Why can't a nuclear reactor explode like a nuclear bomb?

Why are such high temperatures needed to initiate nuclear fusion?

At the end of their life cycles and before they explode into supernovas, the cores of some stars become so hot and dense that they can start to fuse helium atoms together to make heavier elements. How is this fact important given that modern theory tells us that the universe began as mostly hydrogen?

What are the advantages of fusion reactors over fission reactions, and why are there as yet no fusion reactors operating on Earth to generate power?

Of the types of radioactive decay studied in this chapter, which is least likely to damage you upon external exposure? Which is most likely? Explain fully.

How does radiation damage living organisms?

Radioactivity is often called ionizing radiation. Why?

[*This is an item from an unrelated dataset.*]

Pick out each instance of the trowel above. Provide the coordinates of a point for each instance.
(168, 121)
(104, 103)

Which has the larger binding energy per mole of nucleons, \({ }_{2}^{4}\) He (molar mass \(4.00150 \mathrm{~g} / \mathrm{mol}\) ) or \({ }_{3}^{6} \mathrm{Li}\) (molar mass \(6.01348 \mathrm{~g} / \mathrm{mol}\) )? [Useful masses: proton, \(1.00730 \mathrm{~g} / \mathrm{mol}\); neutron, \(1.00870 \mathrm{~g} / \mathrm{mol} ;\) electron, \(0.00055 \mathrm{~g} / \mathrm{mol}]\)

Would fusing two \({ }^{56} \mathrm{Fe}\) atoms together to produce \({ }^{112}\) Te be an exothermic reaction or an endothermic reaction? Justify your answer. (Hint: Don't do a calculation, just consult the plot of binding energy versus number of nucleons in the nucleus.)

Consider the radioactive decay of radium to radon: \({ }_{88}^{226} \mathrm{Ra} \rightarrow{ }_{86}^{222} \mathrm{Rn}+?\) (a) Write the complete equation. (b) What type of decay is this? (c) Explain why radium-226 is likely to undergo the type of decay you named in part (b). (d) How much energy is released, in kilojoules, when 1 mole of \({ }^{226}\) Ra decays? [Molar masses: \({ }_{88}^{226} \mathrm{Ra}, 226.0254 \mathrm{~g} / \mathrm{mol} ;{ }_{86}^{222} \mathrm{Rn}, 222.0175 \mathrm{~g} / \mathrm{mol}\) \(\left.{ }_{2}^{4} \mathrm{He}, 4.0026036 \mathrm{~g} / \mathrm{mol}\right]\) (e) How much energy is released, in kilojoules, when \(1 \mathrm{~g}\) of \({ }_{88}^{226}\) Ra decays?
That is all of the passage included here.